EQSIM : Led by LBNL’s David McCallen , this research is designed to simulate the physics and tectonic situations that trigger earthquakes to allow evaluation of areas in danger.
Vitality Exascale Earth System Mannequin (E3SM) : This research, led by Sandia’s Mark Taylor , seeks to allow extra correct and detailed predictions of local weather change and its impact on the nationwide and world water cycle by simulating the complicated interactions between the large-scale, largely 2D motions of the ambiance and the smaller, largely 3D motions that happen in clouds and storms.
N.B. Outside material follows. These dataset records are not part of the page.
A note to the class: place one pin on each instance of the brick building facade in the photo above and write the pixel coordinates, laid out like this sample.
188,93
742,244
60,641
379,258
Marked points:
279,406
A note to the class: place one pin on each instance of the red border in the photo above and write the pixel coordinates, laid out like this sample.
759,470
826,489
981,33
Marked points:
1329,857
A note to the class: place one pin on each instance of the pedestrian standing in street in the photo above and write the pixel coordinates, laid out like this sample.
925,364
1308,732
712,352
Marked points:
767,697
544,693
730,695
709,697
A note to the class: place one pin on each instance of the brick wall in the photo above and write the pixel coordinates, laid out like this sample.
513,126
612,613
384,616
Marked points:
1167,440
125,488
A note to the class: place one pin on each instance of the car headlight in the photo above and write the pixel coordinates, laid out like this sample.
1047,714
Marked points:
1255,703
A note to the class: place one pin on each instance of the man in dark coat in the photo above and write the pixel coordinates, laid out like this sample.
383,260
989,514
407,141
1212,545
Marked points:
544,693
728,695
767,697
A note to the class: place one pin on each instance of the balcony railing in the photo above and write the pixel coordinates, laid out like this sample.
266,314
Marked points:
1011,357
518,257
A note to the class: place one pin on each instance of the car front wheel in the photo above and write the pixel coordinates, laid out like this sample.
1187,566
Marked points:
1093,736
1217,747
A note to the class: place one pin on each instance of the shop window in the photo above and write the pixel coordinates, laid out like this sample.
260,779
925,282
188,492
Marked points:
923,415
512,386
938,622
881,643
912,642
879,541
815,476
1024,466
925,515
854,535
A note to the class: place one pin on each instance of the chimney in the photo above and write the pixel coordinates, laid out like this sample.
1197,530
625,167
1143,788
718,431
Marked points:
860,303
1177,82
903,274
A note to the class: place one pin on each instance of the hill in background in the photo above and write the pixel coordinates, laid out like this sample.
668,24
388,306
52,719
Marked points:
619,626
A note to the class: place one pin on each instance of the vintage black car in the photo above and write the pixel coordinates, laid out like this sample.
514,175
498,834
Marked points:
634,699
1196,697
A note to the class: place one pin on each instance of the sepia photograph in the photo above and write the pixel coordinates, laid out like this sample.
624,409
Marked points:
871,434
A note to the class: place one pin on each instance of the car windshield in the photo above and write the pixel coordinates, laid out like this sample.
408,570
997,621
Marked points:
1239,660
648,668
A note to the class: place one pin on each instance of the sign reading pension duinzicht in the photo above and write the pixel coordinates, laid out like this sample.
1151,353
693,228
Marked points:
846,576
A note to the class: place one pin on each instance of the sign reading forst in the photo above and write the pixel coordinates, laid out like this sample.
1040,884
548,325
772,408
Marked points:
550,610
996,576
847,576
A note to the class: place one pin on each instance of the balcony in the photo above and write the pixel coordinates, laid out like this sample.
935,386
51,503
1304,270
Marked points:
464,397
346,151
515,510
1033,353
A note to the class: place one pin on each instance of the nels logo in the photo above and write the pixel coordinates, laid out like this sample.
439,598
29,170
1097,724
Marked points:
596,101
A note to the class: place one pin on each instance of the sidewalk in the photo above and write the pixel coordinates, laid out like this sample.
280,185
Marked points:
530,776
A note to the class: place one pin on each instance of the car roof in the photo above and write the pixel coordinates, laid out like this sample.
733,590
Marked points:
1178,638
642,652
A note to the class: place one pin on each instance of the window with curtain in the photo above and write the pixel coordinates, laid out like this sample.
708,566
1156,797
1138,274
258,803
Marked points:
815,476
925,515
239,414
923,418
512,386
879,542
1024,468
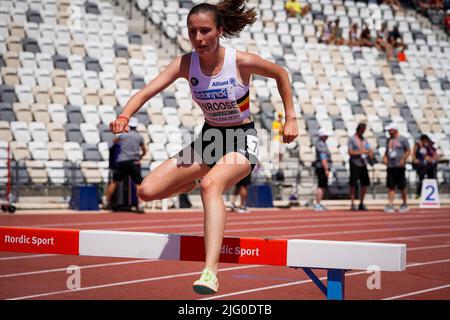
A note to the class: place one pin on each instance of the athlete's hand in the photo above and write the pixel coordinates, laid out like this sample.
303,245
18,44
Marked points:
119,125
290,130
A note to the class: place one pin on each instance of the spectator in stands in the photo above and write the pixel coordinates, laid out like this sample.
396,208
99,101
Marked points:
132,149
424,160
395,40
395,157
337,34
326,35
226,149
353,40
382,41
241,189
365,39
323,166
294,9
360,154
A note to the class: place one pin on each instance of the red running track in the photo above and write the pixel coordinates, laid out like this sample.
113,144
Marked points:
425,231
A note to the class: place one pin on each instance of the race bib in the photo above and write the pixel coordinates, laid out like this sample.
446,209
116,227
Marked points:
392,154
252,145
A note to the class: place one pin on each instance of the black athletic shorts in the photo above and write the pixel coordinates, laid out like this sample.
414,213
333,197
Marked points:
214,142
359,173
396,177
322,179
125,168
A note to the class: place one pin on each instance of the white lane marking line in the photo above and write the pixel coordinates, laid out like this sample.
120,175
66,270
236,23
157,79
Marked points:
307,235
290,221
114,284
418,292
27,257
237,218
307,281
81,267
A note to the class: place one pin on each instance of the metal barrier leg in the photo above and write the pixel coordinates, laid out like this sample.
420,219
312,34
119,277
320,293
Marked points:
336,284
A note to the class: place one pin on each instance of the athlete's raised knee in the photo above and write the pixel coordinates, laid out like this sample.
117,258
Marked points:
210,186
148,193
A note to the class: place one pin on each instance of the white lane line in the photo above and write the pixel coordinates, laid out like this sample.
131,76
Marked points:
418,292
359,231
430,247
434,235
307,281
115,284
27,257
81,267
141,261
289,221
237,218
310,235
196,273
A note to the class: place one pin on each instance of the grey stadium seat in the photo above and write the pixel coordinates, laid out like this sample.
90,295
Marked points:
92,64
7,94
73,132
7,112
74,114
91,7
30,45
134,38
121,51
61,62
91,152
106,134
34,16
137,82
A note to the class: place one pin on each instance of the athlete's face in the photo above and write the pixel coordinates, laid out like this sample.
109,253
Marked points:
203,32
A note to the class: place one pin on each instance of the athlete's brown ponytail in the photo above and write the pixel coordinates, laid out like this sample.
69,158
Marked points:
232,15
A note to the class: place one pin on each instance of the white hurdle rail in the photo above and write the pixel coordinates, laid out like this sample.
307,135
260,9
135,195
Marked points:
336,257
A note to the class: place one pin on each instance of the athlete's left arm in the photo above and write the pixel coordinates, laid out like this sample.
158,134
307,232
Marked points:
248,64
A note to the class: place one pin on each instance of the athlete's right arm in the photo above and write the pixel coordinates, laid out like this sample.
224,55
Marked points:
178,68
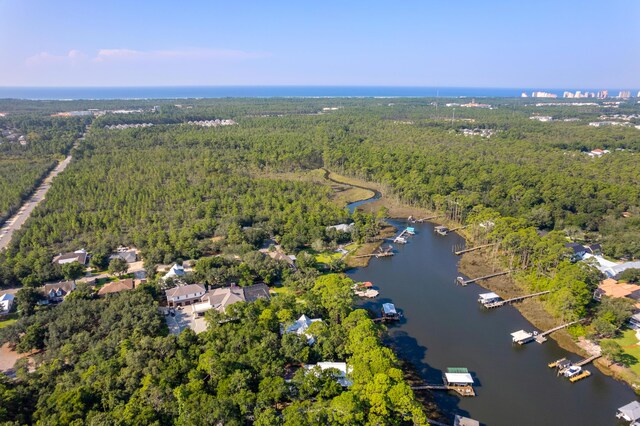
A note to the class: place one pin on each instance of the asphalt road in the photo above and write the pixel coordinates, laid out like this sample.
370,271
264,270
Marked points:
17,220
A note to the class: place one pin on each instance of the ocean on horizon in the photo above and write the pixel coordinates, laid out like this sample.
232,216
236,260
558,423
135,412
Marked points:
185,92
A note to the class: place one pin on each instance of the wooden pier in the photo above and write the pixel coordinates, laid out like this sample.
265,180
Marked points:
460,390
587,360
464,282
513,300
554,364
459,252
583,375
380,252
542,337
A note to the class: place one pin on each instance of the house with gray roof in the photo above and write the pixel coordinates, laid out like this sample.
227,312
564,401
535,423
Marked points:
183,295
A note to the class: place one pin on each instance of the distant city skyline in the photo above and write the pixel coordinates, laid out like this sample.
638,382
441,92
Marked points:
411,44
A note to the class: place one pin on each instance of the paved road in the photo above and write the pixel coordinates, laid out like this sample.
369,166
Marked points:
17,220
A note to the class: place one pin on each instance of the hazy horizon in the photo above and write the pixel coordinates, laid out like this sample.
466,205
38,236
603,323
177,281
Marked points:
370,44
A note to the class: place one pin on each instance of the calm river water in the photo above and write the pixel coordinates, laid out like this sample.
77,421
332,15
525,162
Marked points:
444,326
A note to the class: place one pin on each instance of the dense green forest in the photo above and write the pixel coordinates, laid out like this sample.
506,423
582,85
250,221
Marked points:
22,167
111,361
218,194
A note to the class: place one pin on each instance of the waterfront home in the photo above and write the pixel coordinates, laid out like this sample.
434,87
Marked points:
79,256
634,321
116,287
521,337
488,298
221,298
55,293
343,227
457,377
442,230
340,371
6,302
301,327
389,312
630,413
616,290
183,295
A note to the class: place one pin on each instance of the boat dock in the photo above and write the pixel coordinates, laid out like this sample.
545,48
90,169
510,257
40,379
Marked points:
490,304
459,252
584,374
587,360
463,282
521,337
380,252
542,337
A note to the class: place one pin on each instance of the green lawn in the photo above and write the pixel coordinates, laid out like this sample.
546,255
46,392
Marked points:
7,320
629,343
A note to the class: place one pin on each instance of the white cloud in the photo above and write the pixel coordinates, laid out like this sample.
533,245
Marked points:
191,53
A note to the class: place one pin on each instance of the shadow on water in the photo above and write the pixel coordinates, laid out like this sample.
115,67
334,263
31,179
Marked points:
443,326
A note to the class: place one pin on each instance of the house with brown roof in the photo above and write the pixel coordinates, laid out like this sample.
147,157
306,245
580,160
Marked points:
614,289
57,292
183,295
221,298
116,287
79,256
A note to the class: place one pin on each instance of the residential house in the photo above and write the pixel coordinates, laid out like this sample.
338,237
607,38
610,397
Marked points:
126,254
220,298
577,250
79,256
6,302
634,321
340,371
116,287
301,327
612,288
176,271
55,293
630,413
343,227
183,295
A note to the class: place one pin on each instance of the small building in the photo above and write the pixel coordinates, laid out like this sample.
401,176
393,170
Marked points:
183,295
301,327
488,298
457,377
521,337
6,302
55,293
343,227
634,321
442,230
389,312
577,250
116,287
176,271
126,254
341,371
616,290
220,298
630,413
79,256
459,420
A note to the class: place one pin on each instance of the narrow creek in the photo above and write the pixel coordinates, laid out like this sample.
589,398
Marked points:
444,326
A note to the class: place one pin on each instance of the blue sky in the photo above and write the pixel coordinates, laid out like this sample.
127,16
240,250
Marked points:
550,44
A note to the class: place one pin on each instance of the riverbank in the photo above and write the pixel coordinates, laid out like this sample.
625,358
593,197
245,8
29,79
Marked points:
475,264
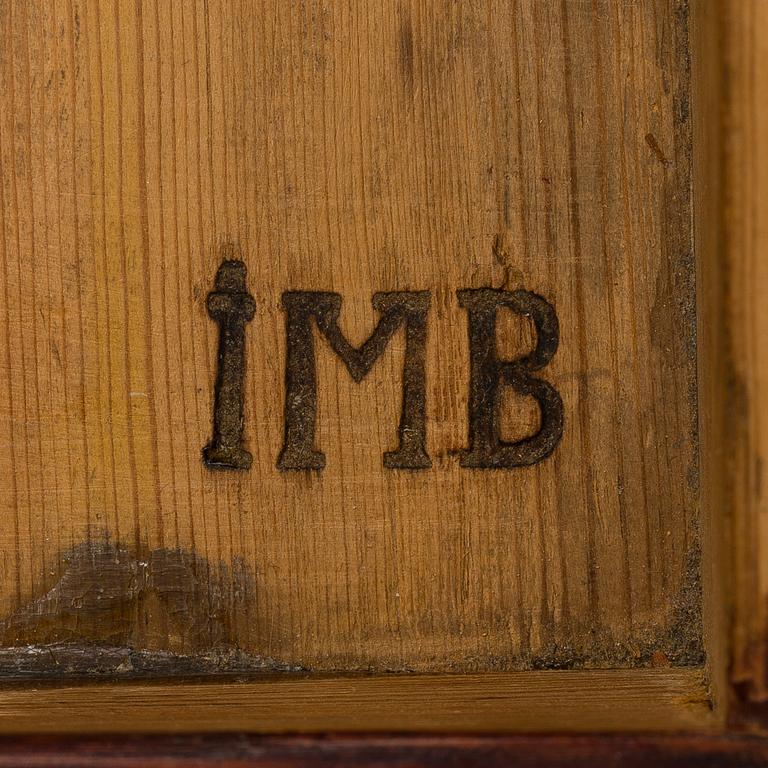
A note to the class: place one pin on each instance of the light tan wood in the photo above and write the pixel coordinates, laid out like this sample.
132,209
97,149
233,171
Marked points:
632,701
355,148
747,187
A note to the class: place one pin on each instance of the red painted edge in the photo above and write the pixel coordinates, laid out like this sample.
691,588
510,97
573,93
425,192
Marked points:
377,751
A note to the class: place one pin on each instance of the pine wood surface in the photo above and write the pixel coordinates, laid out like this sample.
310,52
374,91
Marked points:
353,148
747,318
636,700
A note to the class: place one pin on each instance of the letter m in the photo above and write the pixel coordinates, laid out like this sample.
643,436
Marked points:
396,309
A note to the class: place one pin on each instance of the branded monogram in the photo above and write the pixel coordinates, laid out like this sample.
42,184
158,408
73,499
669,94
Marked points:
232,307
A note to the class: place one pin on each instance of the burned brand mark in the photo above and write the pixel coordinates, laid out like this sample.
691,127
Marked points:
309,311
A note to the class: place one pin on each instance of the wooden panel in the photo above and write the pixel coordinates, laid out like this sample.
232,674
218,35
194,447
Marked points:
748,322
243,751
637,700
377,146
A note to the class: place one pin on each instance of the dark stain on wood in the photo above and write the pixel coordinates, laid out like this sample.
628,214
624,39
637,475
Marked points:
396,751
111,613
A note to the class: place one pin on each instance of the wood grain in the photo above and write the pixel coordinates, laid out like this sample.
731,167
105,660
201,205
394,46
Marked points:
247,751
642,700
747,252
356,148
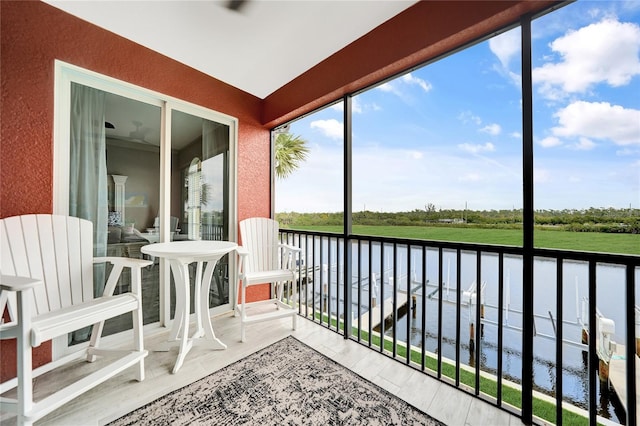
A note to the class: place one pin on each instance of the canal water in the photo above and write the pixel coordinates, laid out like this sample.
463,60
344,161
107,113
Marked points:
610,284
Most cancers Distributed Studying Setting (CANDLE) : Led by Argonne’s Rick Stevens , this research seeks to develop predictive simulations that might assist establish and streamline trials for promising most cancers remedies, lowering years of prolonged, costly scientific research.
“Frontier represents the fruits of greater than a decade of arduous work by devoted professionals from throughout academia, personal enterprise and the nationwide laboratory complicated via the Exascale Computing Venture to appreciate a objective that when appeared barely doable,” Kothe elaborated in a put up printed immediately on the the ORNL web site. “This machine will shrink the timeline for discoveries that may change the world for the higher and contact everybody on Earth.”
“I don’t suppose we are able to overstate the impression Frontier guarantees to make for a few of these research,” Whitt added. “The science that will probably be finished on this pc will probably be basically completely different from what we have now finished earlier than with computation. Our early analysis groups have already begun exploring elementary questions on every part from nuclear fusion to forecasting earthquakes to constructing a greater combustion engine.”
Frontier is an HPE-Cray EX system that spans greater than 9,400 nodes, every with one AMD Epyc CPU and 4 AMD Intuition MI250X GPUs.